I didn’t bother getting changed when we got back to the compound. I needed to let out some of this anger before I turned on someone who didn’t deserve it, when at the end of the day, the only person who deserves pain right now is me.
This is all my fault.
Memories of Camilla on that stage, her perfect body on display for all those assholes, make me hit the bag harder. I truly can’t remember a time this much anger has coursed through my body, and I realize just how much I care about the woman that walked into our lives and turned them upside down.
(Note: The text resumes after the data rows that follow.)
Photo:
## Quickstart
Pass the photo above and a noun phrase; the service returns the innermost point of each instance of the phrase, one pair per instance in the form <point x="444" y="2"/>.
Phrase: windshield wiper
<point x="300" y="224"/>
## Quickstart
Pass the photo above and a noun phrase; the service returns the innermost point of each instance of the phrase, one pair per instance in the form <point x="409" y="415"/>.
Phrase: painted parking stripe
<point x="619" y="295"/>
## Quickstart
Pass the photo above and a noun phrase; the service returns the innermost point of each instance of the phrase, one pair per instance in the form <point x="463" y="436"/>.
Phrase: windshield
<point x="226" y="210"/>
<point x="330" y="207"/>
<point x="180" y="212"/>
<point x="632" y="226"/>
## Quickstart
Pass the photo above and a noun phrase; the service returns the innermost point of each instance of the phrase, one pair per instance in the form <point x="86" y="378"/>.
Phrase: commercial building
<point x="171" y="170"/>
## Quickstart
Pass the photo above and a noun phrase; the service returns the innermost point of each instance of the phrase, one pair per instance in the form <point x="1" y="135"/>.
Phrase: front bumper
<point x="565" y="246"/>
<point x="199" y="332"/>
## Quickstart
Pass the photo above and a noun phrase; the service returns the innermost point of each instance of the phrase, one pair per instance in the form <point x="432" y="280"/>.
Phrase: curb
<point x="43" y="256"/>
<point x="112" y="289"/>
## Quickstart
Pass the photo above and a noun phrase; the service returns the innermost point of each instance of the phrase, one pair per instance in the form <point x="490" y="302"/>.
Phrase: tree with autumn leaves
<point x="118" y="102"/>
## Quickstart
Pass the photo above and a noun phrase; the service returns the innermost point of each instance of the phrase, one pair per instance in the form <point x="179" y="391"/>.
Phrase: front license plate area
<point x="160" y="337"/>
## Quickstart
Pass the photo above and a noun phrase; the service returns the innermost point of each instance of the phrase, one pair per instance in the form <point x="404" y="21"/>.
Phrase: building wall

My phone lights up on the mat a few feet from where I’m standing, and I consider ignoring it, but decide against it. No matter how badly I want to lock myself in the gym and beat the shit out of an inanimate object, I still have a job to do.
I pick it up and answer it without bothering to check the caller ID. “This is Kaos,” I growl into the line. No one calls me and expects to have a polite conversation, so I don’t see any sense in being nice to whoever is calling at midnight.
“I’ll help you,” Knox says on the other end of the line, and my stomach seizes. I must be quiet for too long because he continues. “I’ll get Camilla out tonight. Meet me at Charles’s building at three, and I’ll bring her to you.”
I get the sense he’s about to hang up so I quickly ask the only thing I can think of. “What made you change your mind?”
He sighs, and I hear the indecision in the sound. “What he did tonight, what he made her do, and what he did to her when we got back to the penthouse, I can’t stand for it. Women and children should be protected at all costs. My father taught me that, and it’s clear my uncle skipped that lesson with Charles.”
My stomach rolls at the images that enter my mind, at all the things he could have done to her in the time since he hauled her out of that strip club, but before I have a chance to thank him, he hangs up.
It’s not until I drop the phone back on the mat that I realize that’s the most he’s ever said to me.
Without hesitation, I move toward the attached bathrooms to wrap my torn-up hands before making my way upstairs to Crew’s office.
I find him and Bishop sitting in the corner seating area, each with a glass of whiskey in their hands and their ties loose around their necks.
The last time I saw either of them appear this helpless was when my father died and we vowed we would never lose another member of our family. I was just too stupid to realize Camilla wasn’t just some girl. She was, in fact, a part of us.
I won’t make that same mistake again.